Comparative analysis: Ackoff and Drucker

• Both Ackoff and Drucker, uses the same example: the answer of the carpenter “Puttting some pepices of wood together” ot “putting up a door frame” or “bulding a house”. Ackoff to explain different types of objectives (means and ends), Drucker to show the difference between a non-manager and a manager.
• Ackoff and Drucker have a common point: “Maximize profit cannot be a goal”. But for different reasons. Ackoff says that to maximize profit(ability) is a matter of definitions and a matter of financial and accounting policy. Drucker says that this is not the goal, but the sastisfy the customer.

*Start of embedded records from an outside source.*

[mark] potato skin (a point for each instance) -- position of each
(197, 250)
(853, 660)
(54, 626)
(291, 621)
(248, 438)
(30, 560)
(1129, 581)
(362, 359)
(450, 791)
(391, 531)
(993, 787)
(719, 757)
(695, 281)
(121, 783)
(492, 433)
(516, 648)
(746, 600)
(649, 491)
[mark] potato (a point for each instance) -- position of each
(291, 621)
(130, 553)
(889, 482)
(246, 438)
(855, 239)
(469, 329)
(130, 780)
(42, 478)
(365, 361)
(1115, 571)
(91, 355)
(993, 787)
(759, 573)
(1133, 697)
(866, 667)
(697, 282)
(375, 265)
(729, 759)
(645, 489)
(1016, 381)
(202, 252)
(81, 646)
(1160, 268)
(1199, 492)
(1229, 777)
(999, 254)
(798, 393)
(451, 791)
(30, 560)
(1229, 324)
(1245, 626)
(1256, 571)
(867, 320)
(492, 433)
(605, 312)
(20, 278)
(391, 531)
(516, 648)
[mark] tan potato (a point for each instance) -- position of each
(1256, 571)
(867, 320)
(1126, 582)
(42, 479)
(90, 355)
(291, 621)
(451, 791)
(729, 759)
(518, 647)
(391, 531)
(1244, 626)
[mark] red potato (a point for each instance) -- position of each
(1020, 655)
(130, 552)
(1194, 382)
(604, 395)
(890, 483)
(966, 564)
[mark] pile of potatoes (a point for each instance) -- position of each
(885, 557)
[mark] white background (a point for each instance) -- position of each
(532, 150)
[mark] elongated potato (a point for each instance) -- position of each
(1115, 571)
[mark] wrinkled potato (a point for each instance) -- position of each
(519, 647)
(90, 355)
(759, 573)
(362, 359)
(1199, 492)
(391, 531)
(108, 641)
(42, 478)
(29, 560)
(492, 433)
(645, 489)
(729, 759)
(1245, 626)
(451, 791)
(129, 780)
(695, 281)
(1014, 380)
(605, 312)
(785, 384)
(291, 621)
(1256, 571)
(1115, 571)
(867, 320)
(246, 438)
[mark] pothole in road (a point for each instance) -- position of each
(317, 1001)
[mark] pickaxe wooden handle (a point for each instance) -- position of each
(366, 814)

• Ackoff and Drucker both analyze the consumers. Ackoff studies the models of consumers and says “Few companies understand why their products are consumed, although they think they do” (p51). Drucker says that this understanding and serving the customer is the goal of the company.
• Ackoff and Drucker –p61- both consider that objectives have to be reexamined continually
• This requires each manager to develop and set the objectives of his unit himself – p129 says Drucker. Ackoff agrees when he says that an outsourced firm can’t make your planning.